Vera me manque depuis quelques jours et Marthe aussi. C’est bien, même si nous sommes loin l’une de l’autre d’avoir d’anciennes amies et quand on se rencontre on se retrouve. Ni moi, ni elles, ne sommes plus comme nous étions, il y a quatre ans, quand j’ai dû quitter Cluj, mais d’une certaine façon nous avons changé dans les mêmes directions, enfin, presque. J’espère qu’il en sera ainsi encore longtemps. C’est un sentiment très agréable.

Alina a déjà d’autres idéaux et d’autres buts que moi ; si un jour on devait se séparer, que se passerait-il alors ? J’espère que nous ne deviendrons jamais des ennemies parce que je l’aime beaucoup. Pourquoi ? Je n’arrive pas à l’exprimer. Je sais qu’elle m’aime aussi[1].

J’aime Édith, mais je ne suis pas assez attentive envers elle : combien de fois ai-je décidé de lui acheter des crayons de couleur et je ne l’ai pas encore fait. Je l’admire, à seize ans à peine, elle a beaucoup de qualités que je n’ai pas; j’ai surtout beaucoup de peine pour elle. Elle est dans une situation difficile.Nous nous entendons très bien parce qu’en général nous avons les mêmes opinions (issues du même milieu, nous aimons aussi les mêmes poèmes et textes.) C’est pourquoi je suis allée chez elle le jour où j’ai appris le mort de Staline. C’était un horrible coup et mes collègues l’ont pris en haussant les épaules; c’est seulement l’événement en soi qui les a intéressés. Je n’ai pu rester avec eux.

Hélas, je dois partir maintenant pour l’Université, nous avons des expériences à faire au laboratoire de physique. Au revoir, mon journal, à ce soir ou à demain.



Julie ne mentionne pas les horribles difficultés d’Edith. Depuis plusieurs semaines sa mère et son beau-père ont été arrêtés, se trouvant dans les caves de la Sécurité politique, comme ce fut le cas pour le père de Julie : cela les a aussi fort rapprochées.



20 avril, 53

Hier après-midi, j’ai participé à une conférence fort intéressante à laquelle ont participé un étudiant coréen, un chinois, un iranien et une belle jeune fille turque. Nous avons voyagé à travers plusieurs pays et le conférencier, un garçon de 17 ans parlant très bien de chaque pays : Japon, Corée, Chine, Vietnam. Puis il a parlé de l’Inde et de l’Iran qui était autrefois la Perse, ils avaient un poète nommé Firduzi. Dommage que la conférence fût mal organisée et que le tourne-disque se soit abîmé, on devait écouter les chants de divers peuples. En Turquie, le parti communiste est illégal.
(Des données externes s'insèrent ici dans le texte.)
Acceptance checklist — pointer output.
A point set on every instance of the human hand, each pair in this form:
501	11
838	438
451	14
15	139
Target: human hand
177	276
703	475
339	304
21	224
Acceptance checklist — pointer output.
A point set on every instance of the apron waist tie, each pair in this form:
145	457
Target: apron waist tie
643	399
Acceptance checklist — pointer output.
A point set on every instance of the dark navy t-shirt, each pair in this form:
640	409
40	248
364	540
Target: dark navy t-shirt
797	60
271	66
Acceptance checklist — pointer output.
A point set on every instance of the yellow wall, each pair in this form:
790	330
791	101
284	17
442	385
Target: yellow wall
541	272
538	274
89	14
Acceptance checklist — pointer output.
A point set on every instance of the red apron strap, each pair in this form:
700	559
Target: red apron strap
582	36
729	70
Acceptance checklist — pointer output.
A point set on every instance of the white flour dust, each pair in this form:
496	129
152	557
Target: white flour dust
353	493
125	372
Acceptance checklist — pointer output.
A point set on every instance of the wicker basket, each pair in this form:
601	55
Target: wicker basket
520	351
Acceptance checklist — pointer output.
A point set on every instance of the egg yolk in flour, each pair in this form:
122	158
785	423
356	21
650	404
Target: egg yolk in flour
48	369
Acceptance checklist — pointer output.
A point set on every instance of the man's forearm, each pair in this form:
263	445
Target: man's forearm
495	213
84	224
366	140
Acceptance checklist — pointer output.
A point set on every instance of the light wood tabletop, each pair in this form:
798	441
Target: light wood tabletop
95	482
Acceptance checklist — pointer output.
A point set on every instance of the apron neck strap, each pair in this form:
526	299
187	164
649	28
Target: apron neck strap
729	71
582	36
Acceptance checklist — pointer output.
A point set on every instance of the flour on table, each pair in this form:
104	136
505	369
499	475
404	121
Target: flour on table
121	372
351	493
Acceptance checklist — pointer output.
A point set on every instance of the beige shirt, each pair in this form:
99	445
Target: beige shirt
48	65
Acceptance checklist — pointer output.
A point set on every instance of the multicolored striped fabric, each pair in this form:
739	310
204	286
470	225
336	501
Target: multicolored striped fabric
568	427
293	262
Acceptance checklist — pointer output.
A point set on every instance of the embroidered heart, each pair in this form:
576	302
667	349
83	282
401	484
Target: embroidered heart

Je me suis souvenue à cette occasion du merveilleux poème de Nazim Hikmet.

Non, docteur, ne cherche pas, mon cœur n’est pas ici
Il vole au-dessus la rivière jaune chantant le combat
Avec les soldats chinois luttant pour leur liberté
Armes en main, ils marchent

Non, docteur, ne cherche pas, mon cœur n’est pas ici
C’est en Grèce regardant la lumière sanglante de la lune
Où l’on veut tuer toute la jeunesse
Il lutte héroïquement pour la liberté.

L’une après l’autre, nous aurons des conférences sur la Grèce, la Yougoslavie, la Hongrie, la Roumanie, l’Allemagne, la France, l’Espagne, l’Amérique et l’URSS.



22 avril

Je devrais avoir honte de n’avoir pas écrit hier, mais Alina a dormi chez moi, puis ma pauvre maman est devenue très malade, elle avait un furoncle qu’il fallait opérer. J’espère que maman n’en aura pas de nouveau un, encore plus gros. Je la plains énormément, depuis un certain temps les malheurs la frappent les uns après les autres.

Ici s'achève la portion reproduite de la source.